Para o bis, nada de obviedades escaladas para somente agradar aos fãs. O habitual retorno com a cover de “Shout”, do Tears For Fears, ficou de fora por aqui. “Taste In Men” (mais uma de Black Market Music), a lentíssima “Fix Yourself” (do mais recente disco) e a hipnótica versão de “Running Up The Hill (A Deal With God)” (gravada para o EP Covers, de 2003; a original, de Kate Bush, foi ressuscitada pela série Stranger Things em sua quarta temporada e teve jogada à estratosfera sua popularidade) deram números finais a uma noite que, por si só, já havia se tornado histórica. Sem celulares, sem mais de duas dezenas de hits (esqueça “Pure Morning”, “Every You, Every Me”, “You Don’t Care About Us”, “Meds”, “Come Home”, “”Bruise Pristine”, “Bright Lights”, “Loud Like Love”, “Nancy Boy”, “Special Needs”, “Special K”, “36 Degrees”, “This Picture”, “English Summer Rain”, “Battle For The Sun”, “Ashtray Heart”, “The Never-Ending Why”, “Because I Want You”, “Black-Eyed”, “Teenage Angst”, “Jesus Son”) e quase toda a última obra de estúdio recriada na íntegra. Isto reforçou a certeza de que Brian Molko é o peculiar anti-herói de uma geração que cresceu trazendo a música como melhor amiga mas que hoje pena com problemas psicológicos e a pressão das redes sociais.

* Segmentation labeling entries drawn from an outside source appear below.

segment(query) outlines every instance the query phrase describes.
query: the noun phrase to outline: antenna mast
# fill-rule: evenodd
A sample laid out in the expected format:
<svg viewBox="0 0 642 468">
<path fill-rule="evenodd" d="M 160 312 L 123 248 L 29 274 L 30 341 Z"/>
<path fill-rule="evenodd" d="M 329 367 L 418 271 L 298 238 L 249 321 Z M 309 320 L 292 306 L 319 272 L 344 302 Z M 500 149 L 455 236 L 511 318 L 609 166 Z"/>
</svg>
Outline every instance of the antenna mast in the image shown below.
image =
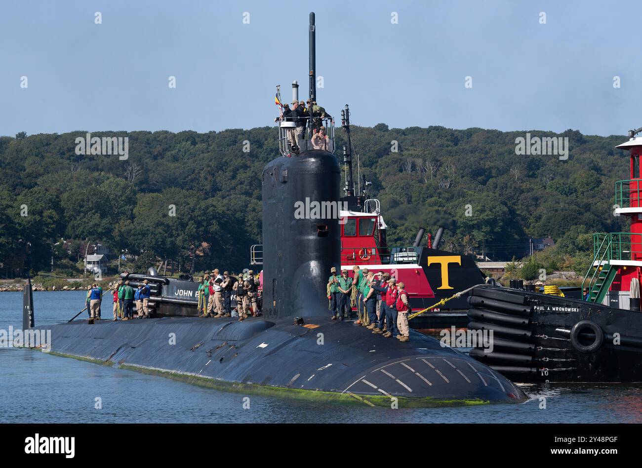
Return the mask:
<svg viewBox="0 0 642 468">
<path fill-rule="evenodd" d="M 341 111 L 341 126 L 345 130 L 346 139 L 347 146 L 343 146 L 343 164 L 345 164 L 347 171 L 345 173 L 345 191 L 346 196 L 351 196 L 354 195 L 354 181 L 352 180 L 352 156 L 351 148 L 352 141 L 350 136 L 350 109 L 348 105 L 345 105 L 345 108 Z"/>
</svg>

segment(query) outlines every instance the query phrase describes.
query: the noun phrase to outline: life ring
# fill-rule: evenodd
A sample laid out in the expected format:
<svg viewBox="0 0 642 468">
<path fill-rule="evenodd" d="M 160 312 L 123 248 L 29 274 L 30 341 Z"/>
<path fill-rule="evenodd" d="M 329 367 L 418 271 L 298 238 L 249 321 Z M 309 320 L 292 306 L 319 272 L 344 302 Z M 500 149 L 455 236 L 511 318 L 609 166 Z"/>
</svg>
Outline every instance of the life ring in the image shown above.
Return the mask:
<svg viewBox="0 0 642 468">
<path fill-rule="evenodd" d="M 584 331 L 590 331 L 595 334 L 595 339 L 592 343 L 586 345 L 580 342 L 580 334 Z M 596 351 L 602 343 L 604 342 L 604 333 L 600 325 L 590 320 L 580 320 L 573 325 L 571 329 L 571 344 L 573 347 L 580 352 L 594 352 Z"/>
<path fill-rule="evenodd" d="M 367 252 L 366 252 L 365 248 L 362 248 L 359 251 L 358 256 L 359 258 L 360 258 L 361 260 L 365 260 L 365 261 L 370 260 L 370 256 L 368 255 Z"/>
</svg>

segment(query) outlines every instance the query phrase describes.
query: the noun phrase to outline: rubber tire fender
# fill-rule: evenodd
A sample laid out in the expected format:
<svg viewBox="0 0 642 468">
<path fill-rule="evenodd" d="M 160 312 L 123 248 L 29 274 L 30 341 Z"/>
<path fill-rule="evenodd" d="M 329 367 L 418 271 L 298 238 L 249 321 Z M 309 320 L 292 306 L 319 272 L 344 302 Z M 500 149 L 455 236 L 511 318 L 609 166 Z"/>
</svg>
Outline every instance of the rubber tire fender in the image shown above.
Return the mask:
<svg viewBox="0 0 642 468">
<path fill-rule="evenodd" d="M 584 329 L 589 328 L 595 333 L 595 341 L 590 345 L 580 343 L 580 333 Z M 580 320 L 571 329 L 571 344 L 580 352 L 594 352 L 604 342 L 604 333 L 600 325 L 590 320 Z"/>
</svg>

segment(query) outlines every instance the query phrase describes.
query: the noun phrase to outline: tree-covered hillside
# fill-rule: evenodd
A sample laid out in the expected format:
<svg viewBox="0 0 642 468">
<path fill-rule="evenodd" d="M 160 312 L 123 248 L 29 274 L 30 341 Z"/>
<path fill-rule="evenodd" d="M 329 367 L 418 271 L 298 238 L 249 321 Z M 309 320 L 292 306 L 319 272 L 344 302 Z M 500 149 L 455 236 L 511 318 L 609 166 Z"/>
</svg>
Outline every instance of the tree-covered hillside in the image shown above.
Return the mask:
<svg viewBox="0 0 642 468">
<path fill-rule="evenodd" d="M 624 228 L 612 205 L 614 182 L 628 178 L 627 154 L 614 148 L 625 137 L 530 131 L 568 137 L 569 157 L 560 160 L 517 155 L 525 134 L 353 126 L 358 170 L 381 200 L 389 243 L 411 243 L 420 225 L 444 225 L 442 245 L 456 251 L 510 259 L 525 238 L 550 235 L 572 256 L 590 248 L 586 234 Z M 250 246 L 261 243 L 261 171 L 279 155 L 273 128 L 92 134 L 128 137 L 126 160 L 76 155 L 85 134 L 0 137 L 0 275 L 48 268 L 52 255 L 63 260 L 61 238 L 184 266 L 198 249 L 197 271 L 248 266 Z M 340 128 L 336 136 L 341 148 Z"/>
</svg>

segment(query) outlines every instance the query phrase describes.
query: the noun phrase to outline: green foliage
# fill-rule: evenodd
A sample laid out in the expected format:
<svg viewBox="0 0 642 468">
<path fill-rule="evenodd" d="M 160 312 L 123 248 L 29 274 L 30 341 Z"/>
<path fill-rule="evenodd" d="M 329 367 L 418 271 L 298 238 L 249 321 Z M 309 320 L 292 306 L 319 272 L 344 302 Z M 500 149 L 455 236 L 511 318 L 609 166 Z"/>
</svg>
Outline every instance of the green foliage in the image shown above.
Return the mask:
<svg viewBox="0 0 642 468">
<path fill-rule="evenodd" d="M 341 148 L 345 135 L 336 135 Z M 624 216 L 611 216 L 614 182 L 627 178 L 627 155 L 613 149 L 622 137 L 567 130 L 569 157 L 560 161 L 516 155 L 521 132 L 381 123 L 353 126 L 352 135 L 355 178 L 358 162 L 369 195 L 381 202 L 391 245 L 410 245 L 420 226 L 434 234 L 441 225 L 444 248 L 501 260 L 523 255 L 528 237 L 550 235 L 558 245 L 537 260 L 541 268 L 580 269 L 590 263 L 593 232 L 627 230 Z M 63 261 L 82 259 L 88 240 L 150 252 L 141 270 L 152 257 L 188 268 L 196 250 L 197 270 L 248 266 L 250 246 L 261 242 L 263 169 L 279 155 L 273 128 L 101 132 L 129 137 L 125 160 L 76 155 L 74 140 L 85 135 L 0 137 L 0 275 L 49 271 L 52 256 L 55 268 L 68 268 Z M 55 246 L 61 238 L 74 239 L 71 253 Z"/>
<path fill-rule="evenodd" d="M 535 257 L 530 256 L 524 262 L 524 264 L 519 270 L 519 275 L 522 279 L 529 281 L 534 280 L 539 276 L 539 269 L 541 268 L 541 264 L 537 261 Z"/>
</svg>

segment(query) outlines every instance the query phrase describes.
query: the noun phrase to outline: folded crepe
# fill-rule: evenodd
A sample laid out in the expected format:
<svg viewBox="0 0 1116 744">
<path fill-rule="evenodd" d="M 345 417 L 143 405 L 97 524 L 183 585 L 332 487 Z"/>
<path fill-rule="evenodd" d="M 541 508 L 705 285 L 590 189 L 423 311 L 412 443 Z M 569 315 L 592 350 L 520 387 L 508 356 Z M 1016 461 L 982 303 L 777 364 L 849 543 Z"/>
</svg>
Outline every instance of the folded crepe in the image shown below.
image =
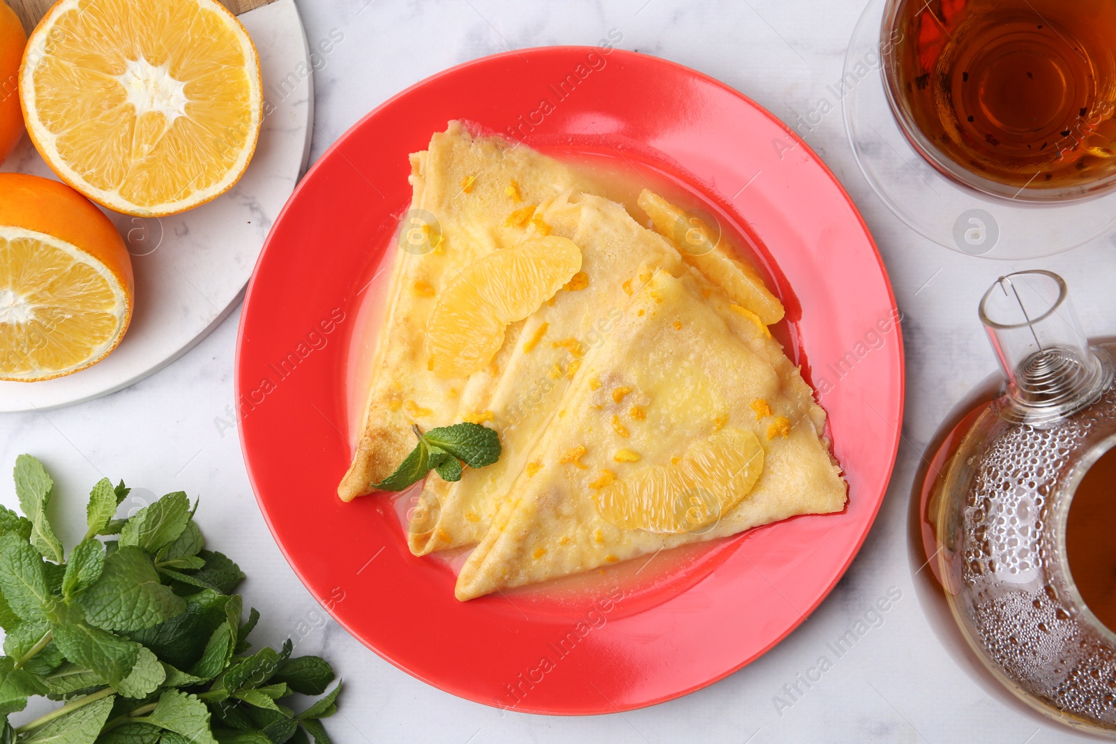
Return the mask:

Foi uma boa apresentação? Foi e pacas! Afinal, a competência de uma história ininterrupta de trinta anos deve (e sempre deverá ser) exaltada em um showzaço como este.
Set list: “Forever Chemicals”, “Beautiful James”, “Scene Of The Crime”, “Hugz”, “Happy Birthday In The Sky”, “Bionic”, “Twin Demons”, “Surrounded By Spies”, “Soulmates”, “Sad White Reggae”, “Try Better Next Time”, “Too Many Friends”, “Went Missing”, “Exit Wounds”, “For What It’s Worth”, “Slave To The Wage”, “Song To Say Goodbye”, “The Bitter End” e “Infra-Red”. Bis: “Taste In Men”, “Fix Yourself” e ” Running Up That Hill (A Deal With God)”.